Unlike Harm’s Way, which more or less hands you Achievements on a silver Achievement platter, the 12 in Doritos Crash Course do require commitment. As of this post, I’ve gotten three:


That’s Gotta Hurt (10G): Got smashed by 3 hammers in a row


Roadrunner (10G): Run at top speed when you’re about to wipe out


American Hero (20G): Finished the USA Levels

Hero of the Americas is right! Hope to get some more Achievements tonight. A few require your avatar to do some silly in-game tasks; these are easy things like swinging back and forth on a rope X number of times, but they definitely slow you down and then your chances at the gold medal disappear.
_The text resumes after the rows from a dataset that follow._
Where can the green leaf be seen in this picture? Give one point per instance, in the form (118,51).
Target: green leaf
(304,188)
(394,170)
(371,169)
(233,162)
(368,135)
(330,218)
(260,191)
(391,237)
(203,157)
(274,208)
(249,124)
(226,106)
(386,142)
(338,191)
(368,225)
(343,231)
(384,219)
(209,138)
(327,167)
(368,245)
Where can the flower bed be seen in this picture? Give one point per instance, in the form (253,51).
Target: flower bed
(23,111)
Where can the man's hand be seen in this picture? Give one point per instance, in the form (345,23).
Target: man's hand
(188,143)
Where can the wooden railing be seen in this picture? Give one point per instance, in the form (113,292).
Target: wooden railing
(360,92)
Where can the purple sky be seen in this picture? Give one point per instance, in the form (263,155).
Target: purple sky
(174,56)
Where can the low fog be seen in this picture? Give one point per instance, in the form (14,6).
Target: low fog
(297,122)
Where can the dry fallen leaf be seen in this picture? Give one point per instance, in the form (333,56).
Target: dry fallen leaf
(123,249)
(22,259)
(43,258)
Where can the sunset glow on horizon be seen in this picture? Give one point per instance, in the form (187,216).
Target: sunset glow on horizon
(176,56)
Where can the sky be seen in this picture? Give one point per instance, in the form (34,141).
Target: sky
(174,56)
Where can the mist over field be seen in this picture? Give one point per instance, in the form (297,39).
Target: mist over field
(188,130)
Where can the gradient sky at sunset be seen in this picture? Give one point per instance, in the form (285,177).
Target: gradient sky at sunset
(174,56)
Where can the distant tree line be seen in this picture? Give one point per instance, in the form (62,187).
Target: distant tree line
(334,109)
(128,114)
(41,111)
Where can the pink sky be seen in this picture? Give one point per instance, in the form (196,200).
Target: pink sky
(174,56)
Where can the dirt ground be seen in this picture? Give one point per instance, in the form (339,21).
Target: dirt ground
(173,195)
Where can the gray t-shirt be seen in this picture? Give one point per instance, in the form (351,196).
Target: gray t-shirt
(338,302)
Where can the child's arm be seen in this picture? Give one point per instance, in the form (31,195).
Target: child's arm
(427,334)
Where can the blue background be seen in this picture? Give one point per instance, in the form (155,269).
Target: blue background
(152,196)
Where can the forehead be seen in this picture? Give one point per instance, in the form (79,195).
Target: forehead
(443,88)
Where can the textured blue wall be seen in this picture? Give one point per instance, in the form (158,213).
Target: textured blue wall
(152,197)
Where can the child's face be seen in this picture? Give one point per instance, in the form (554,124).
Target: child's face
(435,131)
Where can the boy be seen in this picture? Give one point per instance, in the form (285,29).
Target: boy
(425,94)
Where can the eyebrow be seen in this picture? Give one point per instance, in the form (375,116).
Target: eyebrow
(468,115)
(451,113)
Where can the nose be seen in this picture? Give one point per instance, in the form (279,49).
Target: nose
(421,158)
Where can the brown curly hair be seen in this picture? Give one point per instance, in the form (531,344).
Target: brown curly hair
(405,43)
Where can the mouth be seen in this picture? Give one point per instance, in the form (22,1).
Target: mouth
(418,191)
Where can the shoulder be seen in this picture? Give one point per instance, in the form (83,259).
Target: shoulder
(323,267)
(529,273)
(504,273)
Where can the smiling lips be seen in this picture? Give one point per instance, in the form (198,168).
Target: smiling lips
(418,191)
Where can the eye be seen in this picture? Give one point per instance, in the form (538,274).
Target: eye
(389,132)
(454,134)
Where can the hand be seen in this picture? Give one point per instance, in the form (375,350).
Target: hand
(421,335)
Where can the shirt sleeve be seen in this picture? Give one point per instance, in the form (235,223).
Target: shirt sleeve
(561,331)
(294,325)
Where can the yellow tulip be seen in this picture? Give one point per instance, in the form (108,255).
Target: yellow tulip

So I will save ’em for later.

Played a round online against some Xboxers, as well as raced against Tara’s avatar via local multiplayer. It’s a surprisingly well done game, with the constant threat of failure on every jump, swing, float, and bounce always overhead, and the controls are really tight. One doesn’t need supreme platforming skills, but if you really struggled with ‘Splosion Man then this might not be for you. But you should still get it anyways. Why? The game is FREE, packed with Achievements, too. So, yeah. Download it and have fun watching yourself getting smacked into the TV’s screen or doing a little dance–the avatar animations are the best use of avatars so far.

On a more personal note, I don’t really like Doritos chips. Not since that day way back in 2008 that I got violently ill after having some ranch-flavored ones with my lunch. I’ve vowed to never eat ’em again ever since…so when I say this is the most fun I’ve had with Doritos in a long time, I really do mean it!